Tüm bu açıklamalara göre, ilk derece mahkemesince, davalıya hiç tebligat yapılmamış olan, tebliğ tarihleri itibariyle de davalı şirketin sicil adresi olmayan adrese tebligatlar yapılıp yargılama yürütülmek suretiyle davalının HMK’nın 27.maddesinde düzenlenen hukuki dinlenilme hakkı ihlal edilmiştir. Çünkü anılan maddedeki tanıma göre hukuki dinlenilme hakkı yargılama ile ilgili olarak bilgi sahibi olunmasını, açıklama ve ispat hakkını ve mahkemenin bu açıklamaları dikkate alarak değerlendirme yapmasını isteme hakkını içerir. Somut olayda davalı şirket usulüne uygun olarak tahkikat duruşmasına çağrılmamış, ispat hakkı ortadan kaldırılmıştır. Yine defter muhtırası usulsüz tebliğ edilmiş, ispat hakkı ihlal edilmiştir. Islah dilekçesi usulsüz tebliğ edilip savunma hakkı kısıtlanmıştır. Ayrıca HMK’nın 186.maddesi uyarınca davalı şirket sözlü yargılama duruşmasına hiç davet edilmemek suretiyle de hukuki dinlenilme hakkı ihlal edilmiştir.
HMK’nın 353/1.a.maddesinde ilk derece mahkemesi kararlarının usul yönünden incelenmesi düzenlenmiştir. Usuli incelemenin kapsamı HMK’nın 353/1.a.maddesinde altı bent halinde sayılmıştır.

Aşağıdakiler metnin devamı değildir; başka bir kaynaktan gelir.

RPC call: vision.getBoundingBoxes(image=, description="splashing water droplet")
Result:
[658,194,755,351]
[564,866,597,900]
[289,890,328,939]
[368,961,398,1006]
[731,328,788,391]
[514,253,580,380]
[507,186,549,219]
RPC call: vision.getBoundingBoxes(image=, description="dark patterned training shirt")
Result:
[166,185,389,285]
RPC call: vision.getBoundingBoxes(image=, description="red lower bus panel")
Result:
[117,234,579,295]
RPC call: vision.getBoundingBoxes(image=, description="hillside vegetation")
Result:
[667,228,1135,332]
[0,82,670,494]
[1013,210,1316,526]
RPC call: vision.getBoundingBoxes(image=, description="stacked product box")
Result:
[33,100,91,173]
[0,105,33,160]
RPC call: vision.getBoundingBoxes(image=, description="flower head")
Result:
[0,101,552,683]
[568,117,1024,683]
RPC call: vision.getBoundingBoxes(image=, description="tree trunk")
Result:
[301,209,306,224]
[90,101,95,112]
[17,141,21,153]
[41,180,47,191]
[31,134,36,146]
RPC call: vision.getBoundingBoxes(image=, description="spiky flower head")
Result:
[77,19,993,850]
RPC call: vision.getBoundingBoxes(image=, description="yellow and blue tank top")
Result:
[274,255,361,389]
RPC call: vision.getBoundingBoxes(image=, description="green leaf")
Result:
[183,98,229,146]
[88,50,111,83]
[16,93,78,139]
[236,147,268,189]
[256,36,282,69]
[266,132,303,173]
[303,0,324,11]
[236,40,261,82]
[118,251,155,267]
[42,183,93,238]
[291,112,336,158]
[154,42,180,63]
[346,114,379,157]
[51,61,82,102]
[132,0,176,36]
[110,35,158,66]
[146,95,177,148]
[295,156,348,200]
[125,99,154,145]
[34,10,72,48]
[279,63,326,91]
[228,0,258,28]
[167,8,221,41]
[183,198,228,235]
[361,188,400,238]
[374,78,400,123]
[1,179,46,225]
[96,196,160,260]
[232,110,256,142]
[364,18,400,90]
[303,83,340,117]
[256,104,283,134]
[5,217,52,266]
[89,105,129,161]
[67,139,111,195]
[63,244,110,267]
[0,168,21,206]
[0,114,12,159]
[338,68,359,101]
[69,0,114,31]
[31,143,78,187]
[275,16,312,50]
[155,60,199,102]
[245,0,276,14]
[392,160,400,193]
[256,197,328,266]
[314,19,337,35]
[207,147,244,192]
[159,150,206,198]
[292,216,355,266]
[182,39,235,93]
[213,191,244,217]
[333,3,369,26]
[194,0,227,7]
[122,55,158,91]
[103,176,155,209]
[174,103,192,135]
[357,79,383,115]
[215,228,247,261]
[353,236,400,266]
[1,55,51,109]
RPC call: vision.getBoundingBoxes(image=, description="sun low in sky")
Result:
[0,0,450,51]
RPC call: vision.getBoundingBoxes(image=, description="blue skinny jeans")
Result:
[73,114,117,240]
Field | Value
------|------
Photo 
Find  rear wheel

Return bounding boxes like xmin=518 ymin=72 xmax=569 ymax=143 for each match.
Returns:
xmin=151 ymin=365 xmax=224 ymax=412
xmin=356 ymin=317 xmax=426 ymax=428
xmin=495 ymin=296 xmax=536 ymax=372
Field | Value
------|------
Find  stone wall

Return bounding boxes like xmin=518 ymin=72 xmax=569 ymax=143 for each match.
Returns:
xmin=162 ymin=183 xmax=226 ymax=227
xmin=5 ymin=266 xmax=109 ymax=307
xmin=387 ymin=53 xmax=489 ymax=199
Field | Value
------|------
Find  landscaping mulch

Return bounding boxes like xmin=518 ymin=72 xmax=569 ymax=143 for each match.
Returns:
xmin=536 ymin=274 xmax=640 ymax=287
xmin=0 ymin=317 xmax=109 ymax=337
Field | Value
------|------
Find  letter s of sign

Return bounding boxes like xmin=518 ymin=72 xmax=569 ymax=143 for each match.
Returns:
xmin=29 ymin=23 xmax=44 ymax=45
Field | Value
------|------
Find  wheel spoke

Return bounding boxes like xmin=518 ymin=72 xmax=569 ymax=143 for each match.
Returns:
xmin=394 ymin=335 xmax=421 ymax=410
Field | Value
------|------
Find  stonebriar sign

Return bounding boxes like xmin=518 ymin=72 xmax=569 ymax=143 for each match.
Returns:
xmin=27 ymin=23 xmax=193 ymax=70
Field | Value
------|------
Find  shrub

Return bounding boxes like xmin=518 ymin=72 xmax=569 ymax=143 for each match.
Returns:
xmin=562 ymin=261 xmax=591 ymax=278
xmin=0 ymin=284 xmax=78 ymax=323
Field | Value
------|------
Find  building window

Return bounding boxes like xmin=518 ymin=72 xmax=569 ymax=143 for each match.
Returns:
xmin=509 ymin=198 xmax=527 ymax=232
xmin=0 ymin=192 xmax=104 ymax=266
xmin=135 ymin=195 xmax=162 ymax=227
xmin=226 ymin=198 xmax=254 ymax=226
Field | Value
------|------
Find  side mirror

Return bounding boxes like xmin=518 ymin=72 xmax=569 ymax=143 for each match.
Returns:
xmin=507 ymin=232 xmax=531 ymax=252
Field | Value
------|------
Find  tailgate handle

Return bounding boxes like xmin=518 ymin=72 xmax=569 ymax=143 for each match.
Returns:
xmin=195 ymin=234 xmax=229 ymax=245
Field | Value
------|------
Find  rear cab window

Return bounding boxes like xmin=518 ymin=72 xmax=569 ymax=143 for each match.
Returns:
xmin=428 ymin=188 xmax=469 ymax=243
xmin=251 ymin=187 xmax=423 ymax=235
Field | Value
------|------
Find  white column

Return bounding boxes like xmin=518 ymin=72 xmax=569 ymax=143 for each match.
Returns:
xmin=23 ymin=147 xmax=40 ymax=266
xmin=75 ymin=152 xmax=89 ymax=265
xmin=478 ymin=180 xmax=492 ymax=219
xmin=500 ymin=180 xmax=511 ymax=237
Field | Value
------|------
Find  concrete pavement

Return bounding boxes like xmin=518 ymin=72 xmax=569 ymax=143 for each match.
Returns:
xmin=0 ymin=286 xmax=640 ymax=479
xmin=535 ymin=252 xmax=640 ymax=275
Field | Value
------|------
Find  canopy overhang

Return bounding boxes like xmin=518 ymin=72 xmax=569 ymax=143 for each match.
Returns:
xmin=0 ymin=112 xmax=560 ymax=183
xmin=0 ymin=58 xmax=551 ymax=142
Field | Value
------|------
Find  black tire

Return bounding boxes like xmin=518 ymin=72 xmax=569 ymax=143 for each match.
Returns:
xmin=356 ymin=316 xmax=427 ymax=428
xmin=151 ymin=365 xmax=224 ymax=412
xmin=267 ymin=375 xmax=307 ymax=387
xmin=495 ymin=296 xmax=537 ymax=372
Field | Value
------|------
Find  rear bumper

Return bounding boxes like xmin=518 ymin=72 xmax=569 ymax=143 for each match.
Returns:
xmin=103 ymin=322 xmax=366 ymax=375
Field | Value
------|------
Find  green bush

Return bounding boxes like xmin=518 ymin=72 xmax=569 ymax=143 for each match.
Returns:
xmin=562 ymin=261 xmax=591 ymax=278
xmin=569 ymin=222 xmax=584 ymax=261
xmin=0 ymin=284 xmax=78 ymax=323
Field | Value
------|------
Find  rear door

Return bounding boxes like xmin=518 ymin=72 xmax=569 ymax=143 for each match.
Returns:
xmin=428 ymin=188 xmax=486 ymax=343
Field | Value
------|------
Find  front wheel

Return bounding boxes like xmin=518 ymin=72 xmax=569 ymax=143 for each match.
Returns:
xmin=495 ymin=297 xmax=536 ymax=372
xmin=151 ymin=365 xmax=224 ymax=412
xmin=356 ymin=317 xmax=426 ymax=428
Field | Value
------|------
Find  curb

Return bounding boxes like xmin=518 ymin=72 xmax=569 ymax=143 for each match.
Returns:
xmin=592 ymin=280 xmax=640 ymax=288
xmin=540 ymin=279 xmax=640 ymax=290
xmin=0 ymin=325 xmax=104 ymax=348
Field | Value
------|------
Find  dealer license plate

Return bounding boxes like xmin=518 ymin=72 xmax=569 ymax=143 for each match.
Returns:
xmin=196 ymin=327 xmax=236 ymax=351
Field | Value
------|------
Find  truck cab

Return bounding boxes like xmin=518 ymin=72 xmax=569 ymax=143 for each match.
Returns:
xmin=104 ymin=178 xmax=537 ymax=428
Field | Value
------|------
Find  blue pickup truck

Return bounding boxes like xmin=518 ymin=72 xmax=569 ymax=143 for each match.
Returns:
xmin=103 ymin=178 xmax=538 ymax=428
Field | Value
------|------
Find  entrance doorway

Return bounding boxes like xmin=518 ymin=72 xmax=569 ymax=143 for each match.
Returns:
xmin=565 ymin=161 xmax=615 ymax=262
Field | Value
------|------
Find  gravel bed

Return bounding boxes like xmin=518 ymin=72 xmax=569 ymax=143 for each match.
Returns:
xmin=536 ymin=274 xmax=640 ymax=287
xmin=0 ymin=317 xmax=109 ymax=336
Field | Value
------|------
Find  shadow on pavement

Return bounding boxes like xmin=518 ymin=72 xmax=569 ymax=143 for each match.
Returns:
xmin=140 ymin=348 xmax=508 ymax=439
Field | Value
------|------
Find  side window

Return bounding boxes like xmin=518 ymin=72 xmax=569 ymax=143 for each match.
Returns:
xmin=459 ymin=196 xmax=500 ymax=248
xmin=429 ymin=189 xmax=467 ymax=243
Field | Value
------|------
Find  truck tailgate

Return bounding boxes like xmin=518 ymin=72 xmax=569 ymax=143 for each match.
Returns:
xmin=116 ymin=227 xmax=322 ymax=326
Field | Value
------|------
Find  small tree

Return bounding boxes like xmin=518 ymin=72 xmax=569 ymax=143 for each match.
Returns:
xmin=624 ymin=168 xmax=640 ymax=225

Ancak bu sayımın sınırlı olmadığı, Yargıtay’ın mutlak temyiz sebebi kabul ettiği tüm konularda (mutlak istinaf sebeplerinin mevcudiyeti halinde) bu maddenin uygulanması gerekir (Tolga Akkaya, Medeni Usul Hukukunda İstinaf, Ankara – 2009, s.305).
Bu açıklamalar ışığında, davanın görülüp sonuçlandırılabilmesi için usuli koşullar tamamlanmadan verilen ve bu nedenle usul hatası içeren ilk derece mahkemesi kararının kaldırılarak, davanın görülüp sonuçlandırılmasına ilişkin usuli şartlar tamamlanmak suretiyle davanın yeniden görülmesi için dosyanın, kararı veren ilk derece mahkemesine gönderilmesine dair aşağıdaki karar verilmiştir.
KARAR : Yukarıda açıklanan gerekçelerle;
1-HMK’nın 353/1.a.4. maddesi uyarınca, ilk derece mahkemesinin istinafa konu kararının KALDIRILMASINA,
2-Davanın, yukarıdaki açıklamalar doğrultusunda yeniden görülmesi için dosyanın kararı veren ilk derece mahkemesine gönderilmesine,
3-Başvuran tarafından yatırılan istinaf peşin harcının ilk derece mahkemesi tarafından, talep halinde iadesine,
4-Başvuran tarafından istinaf başvurusu için yapılan yargılama giderlerinin, esas hükümle birlikte ilk derece mahkemesi tarafından, yargılama giderleri içinde değerlendirilmesine,
5-Gerekçeli kararın ilk derece mahkemesince taraf vekillerine tebliğine dair;
HMK’nın 353/1.a.4. maddesi uyarınca dosya üzerinde yapılan inceleme sonucunda, oybirliğiyle ve kesin olarak karar verildi. 07/01/2019
KANUN YOLU :HMK 353/1.a maddesi uyarınca karar kesindir.